Haskell: The Amended Complaint states that Haskell began receiving reimbursement requests from Rawlings on June 2, 2005 (Am. Compl. ¶ 70). Haskell settled her personal injury case on August 18, 2006 (Am. Compl., Ex. 4, attached Release.)
Chait: The Amended Complaint states that Chait began receiving reimbursement requests from Rawlings on January 23, 2006 (Am. Compl. ¶ 64; Am. Compl., Ex. 3, Letter from Rawlings dated January 23, 2006). Chait settled her personal injury case on August 9, 2007 (Am. Compl. Ex. 3, Letter from Goldberg to Rawlings dated July 2, 2008 stating that "this case was settled for $5,000 on August 9, 2007.”)
Trínchese: The Amended Complaint alleges that Ingenix first sent a letter seeking reimbursement to Trínchese on January 24, 2008 (Am. Compl. ¶ 76; Am. Compl., Ex. 5.) Trínchese settled with a third-party on December 18, 2008 (according to Plaintiffs’ counsel’s letter to the Court dated November 4, 2009).
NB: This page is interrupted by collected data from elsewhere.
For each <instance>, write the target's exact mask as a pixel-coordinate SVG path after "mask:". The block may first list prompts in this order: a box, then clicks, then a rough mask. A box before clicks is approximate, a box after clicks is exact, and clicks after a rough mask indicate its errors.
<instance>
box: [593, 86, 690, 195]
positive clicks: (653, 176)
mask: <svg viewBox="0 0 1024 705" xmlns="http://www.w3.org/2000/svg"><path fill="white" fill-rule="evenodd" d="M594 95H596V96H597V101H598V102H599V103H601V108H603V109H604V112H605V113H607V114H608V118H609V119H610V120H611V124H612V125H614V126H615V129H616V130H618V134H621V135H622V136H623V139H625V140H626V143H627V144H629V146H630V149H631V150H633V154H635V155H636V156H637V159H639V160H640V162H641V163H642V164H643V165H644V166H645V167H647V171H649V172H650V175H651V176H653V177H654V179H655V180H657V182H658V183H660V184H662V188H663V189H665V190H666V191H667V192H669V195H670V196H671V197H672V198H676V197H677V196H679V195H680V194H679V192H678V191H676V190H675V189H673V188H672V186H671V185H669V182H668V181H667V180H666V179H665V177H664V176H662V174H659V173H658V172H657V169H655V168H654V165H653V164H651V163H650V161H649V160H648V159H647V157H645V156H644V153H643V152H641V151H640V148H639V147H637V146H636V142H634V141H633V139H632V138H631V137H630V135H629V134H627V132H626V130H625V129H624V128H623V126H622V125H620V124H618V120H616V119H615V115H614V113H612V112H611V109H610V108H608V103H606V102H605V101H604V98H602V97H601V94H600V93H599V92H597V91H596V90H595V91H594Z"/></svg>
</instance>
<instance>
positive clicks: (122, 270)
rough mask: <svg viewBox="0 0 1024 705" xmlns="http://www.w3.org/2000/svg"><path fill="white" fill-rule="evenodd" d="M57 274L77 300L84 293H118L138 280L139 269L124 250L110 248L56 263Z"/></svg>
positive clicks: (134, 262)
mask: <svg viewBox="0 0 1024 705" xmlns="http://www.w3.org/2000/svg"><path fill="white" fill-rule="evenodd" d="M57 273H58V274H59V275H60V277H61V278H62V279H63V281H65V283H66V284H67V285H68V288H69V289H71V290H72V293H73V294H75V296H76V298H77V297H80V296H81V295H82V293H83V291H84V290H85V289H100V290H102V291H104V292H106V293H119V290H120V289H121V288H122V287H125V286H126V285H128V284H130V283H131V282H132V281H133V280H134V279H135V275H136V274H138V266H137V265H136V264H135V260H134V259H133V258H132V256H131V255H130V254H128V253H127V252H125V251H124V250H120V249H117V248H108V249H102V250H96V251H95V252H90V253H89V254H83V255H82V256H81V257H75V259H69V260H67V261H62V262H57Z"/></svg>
Jean-Pierre: The Amended Complaint alleges that Jean-Pierre started receiving requests for *613 reimbursement on December 16, 2003 (Am. Compl. ¶ 93). According to Plaintiffs’ counsel, Jean-Pierre’s personal injury case settled on December 22, 2003.
. The contracts between the subrogation agents and their clients, health insurance carriers, were submitted to the Court on November 3, 2009. No parties have disputed the authenticity of these agreements. Further, the parties do not dispute that the Subrogation Agent Defendants were responsible for the subrogation and reimbursement claims provided by the health insurance companies.